MBPT
Green's function theory, also called (improperly) Many-Body Perturbation Theory (MBPT), is a Quantum Field Theory based on a formalism of second quantization of operators. The fundamental degree of freedom is the Green's function or propagator, $G(r_1,t_1,r_2,t_2)$, which represents the probability amplitude for the propagation of an electron from $r_1,t_1$ to $r_2,t_2$. The main advantages of this theory are that:
- it avoids having indices running over many particles;
- fermionic antisymmetrization is automatically imposed;
- systems with varying number of particles can be treated;
- and most importantly, all the physics of the system is condensed inside the Green's function.
As in any other quantum field theory (for example QED), the many-body system can be expanded in perturbation theory, with the coupling being the many-body interaction term. The Green's function (as well as any other quantity of the theory, such as the self-energy or the polarization) can be calculated at a given order of perturbation theory. A Feynman diagrammatic analysis is hence possible. The theory at the first order is equivalent to Hartree-Fock theory.
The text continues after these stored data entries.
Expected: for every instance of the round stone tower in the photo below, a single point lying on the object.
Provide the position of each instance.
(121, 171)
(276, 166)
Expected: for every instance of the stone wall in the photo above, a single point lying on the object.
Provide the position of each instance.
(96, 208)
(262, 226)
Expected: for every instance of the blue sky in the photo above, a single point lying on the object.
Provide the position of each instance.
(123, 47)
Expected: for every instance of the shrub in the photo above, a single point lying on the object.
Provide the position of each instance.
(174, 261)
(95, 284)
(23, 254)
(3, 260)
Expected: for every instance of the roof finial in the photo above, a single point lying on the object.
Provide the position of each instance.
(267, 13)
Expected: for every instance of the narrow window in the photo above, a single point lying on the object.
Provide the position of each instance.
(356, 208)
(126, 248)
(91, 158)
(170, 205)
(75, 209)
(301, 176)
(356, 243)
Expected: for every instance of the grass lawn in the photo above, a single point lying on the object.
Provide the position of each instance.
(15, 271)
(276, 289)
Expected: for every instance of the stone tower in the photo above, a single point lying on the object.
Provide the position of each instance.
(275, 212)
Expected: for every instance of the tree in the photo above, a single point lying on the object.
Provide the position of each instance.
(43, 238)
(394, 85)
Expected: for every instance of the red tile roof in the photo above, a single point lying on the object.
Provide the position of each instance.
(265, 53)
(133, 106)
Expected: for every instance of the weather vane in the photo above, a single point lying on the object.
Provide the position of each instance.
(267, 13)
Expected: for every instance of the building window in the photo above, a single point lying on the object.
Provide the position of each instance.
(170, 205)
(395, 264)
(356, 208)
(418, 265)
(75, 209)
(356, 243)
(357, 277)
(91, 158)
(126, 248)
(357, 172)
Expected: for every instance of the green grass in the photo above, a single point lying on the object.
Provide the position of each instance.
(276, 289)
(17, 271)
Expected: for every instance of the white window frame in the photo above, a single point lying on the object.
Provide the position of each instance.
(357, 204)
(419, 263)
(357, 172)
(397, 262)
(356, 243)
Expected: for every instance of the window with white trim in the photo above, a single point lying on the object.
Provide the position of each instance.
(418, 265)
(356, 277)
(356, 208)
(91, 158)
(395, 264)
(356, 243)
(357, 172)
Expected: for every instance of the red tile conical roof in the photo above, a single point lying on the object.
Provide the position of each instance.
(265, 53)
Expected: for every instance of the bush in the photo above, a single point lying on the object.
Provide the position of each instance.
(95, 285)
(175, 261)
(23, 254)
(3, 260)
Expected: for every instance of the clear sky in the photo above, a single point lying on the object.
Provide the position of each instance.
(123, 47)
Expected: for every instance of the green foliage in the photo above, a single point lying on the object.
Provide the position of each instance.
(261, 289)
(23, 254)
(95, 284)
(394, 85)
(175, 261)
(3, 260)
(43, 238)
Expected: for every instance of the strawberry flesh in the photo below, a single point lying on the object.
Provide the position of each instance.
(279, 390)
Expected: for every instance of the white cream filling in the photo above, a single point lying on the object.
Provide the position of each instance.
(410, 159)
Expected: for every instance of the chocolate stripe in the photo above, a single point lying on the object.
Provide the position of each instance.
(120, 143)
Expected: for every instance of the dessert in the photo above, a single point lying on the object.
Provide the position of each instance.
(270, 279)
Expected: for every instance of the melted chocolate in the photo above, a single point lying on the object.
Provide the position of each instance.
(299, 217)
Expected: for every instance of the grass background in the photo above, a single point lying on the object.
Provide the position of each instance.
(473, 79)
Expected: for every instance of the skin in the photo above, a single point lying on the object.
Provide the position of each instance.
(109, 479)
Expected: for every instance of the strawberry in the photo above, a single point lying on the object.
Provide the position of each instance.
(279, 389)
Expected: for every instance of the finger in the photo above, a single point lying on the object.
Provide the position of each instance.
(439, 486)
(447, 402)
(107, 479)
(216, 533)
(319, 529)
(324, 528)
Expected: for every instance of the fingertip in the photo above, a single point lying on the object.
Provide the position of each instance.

However the coupling is not small (compare to, for example, the electron-ion interaction) and the expansion does not converge. The second order is not necessarily smaller than the first. Hence one needs to resort to more complicated methods to solve the theory, such as partial resummations of diagrams at all orders, or better, iterative methods.
In iterative schemes one introduces new quantities into the theory but relating them to the old, in the hope that at the end one can succeed in closing the equations. Indeed, MBPT can be solved thanks to a set of five integro-differential equations, called the Hedin equations, that have to be solved iteratively until self-consistency is achieved.
So far, nobody has solved the Hedin equations for a real system. Approximations are required to simplify the problem. Among the most widely used approximate schemes are the GW approximation for the self-energy and the Bethe-Salpeter Equation approach and its related approximations.